DETAILED ACTION
Notice of Pre-AIA or AIA Status
The present application, filed on or after March 16, 2013, is being examined under the first inventor to file provisions of the AIA .
Claims 1-12 are pending and considered in the present Office action.
Claim Rejections - 35 USC § 103
In the event the determination of the status of the application as subject to AIA 35 U.S.C. 102 and 103 (or as subject to pre-AIA 35 U.S.C. 102 and 103) is incorrect, any correction of the statutory basis (i.e., changing from AIA to pre-AIA ) for the rejection will not be considered a new ground of rejection if the prior art relied upon, and the rationale supporting the rejection, would be the same under either status.

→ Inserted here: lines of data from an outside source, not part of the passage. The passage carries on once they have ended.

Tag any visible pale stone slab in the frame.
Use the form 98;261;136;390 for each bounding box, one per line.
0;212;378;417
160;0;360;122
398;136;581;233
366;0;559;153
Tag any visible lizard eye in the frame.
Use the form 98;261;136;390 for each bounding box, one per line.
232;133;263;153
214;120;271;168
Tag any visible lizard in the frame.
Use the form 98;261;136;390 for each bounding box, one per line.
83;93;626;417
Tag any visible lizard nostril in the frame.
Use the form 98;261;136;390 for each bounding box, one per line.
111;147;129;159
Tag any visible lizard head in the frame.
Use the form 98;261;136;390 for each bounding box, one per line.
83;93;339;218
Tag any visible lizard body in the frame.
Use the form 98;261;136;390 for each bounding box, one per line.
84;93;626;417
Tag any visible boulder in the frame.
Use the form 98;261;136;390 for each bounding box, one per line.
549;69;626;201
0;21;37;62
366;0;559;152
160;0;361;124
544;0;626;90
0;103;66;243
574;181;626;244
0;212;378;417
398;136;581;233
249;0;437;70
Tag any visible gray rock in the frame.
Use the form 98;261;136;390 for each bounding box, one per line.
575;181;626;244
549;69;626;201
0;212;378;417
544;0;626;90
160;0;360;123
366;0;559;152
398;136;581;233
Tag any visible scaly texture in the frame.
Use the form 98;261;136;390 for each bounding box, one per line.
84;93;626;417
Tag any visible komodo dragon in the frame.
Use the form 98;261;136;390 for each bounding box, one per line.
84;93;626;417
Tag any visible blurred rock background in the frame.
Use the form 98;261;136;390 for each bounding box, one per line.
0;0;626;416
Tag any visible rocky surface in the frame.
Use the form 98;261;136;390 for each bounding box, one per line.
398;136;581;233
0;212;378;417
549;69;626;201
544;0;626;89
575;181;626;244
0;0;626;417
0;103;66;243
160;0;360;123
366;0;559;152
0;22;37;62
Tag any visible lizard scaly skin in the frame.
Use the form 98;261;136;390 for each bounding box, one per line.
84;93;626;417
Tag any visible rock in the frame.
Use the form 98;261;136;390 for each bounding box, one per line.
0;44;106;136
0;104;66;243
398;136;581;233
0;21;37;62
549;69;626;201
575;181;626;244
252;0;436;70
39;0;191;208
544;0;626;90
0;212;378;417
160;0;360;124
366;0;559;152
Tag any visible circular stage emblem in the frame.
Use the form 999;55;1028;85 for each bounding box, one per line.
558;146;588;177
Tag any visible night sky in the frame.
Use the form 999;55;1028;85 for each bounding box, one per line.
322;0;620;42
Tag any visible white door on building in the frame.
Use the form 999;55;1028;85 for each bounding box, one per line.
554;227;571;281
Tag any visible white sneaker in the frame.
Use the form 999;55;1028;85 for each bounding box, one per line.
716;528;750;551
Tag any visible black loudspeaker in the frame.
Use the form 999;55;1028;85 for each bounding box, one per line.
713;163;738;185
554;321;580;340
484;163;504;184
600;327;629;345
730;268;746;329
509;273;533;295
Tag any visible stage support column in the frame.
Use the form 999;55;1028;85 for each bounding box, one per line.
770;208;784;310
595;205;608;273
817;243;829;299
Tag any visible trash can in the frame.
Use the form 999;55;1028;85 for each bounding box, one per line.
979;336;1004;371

The following is a quotation of 35 U.S.C. 103 which forms the basis for all obviousness rejections set forth in this Office action:
A patent for a claimed invention may not be obtained, notwithstanding that the claimed invention is not identically disclosed as set forth in section 102, if the differences between the claimed invention and the prior art are such that the claimed invention as a whole would have been obvious before the effective filing date of the claimed invention to a person having ordinary skill in the art to which the claimed invention pertains. Patentability shall not be negated by the manner in which the invention was made.
The factual inquiries for establishing a background for determining obviousness under 35 U.S.C. 103 are summarized as follows:
1. Determining the scope and contents of the prior art.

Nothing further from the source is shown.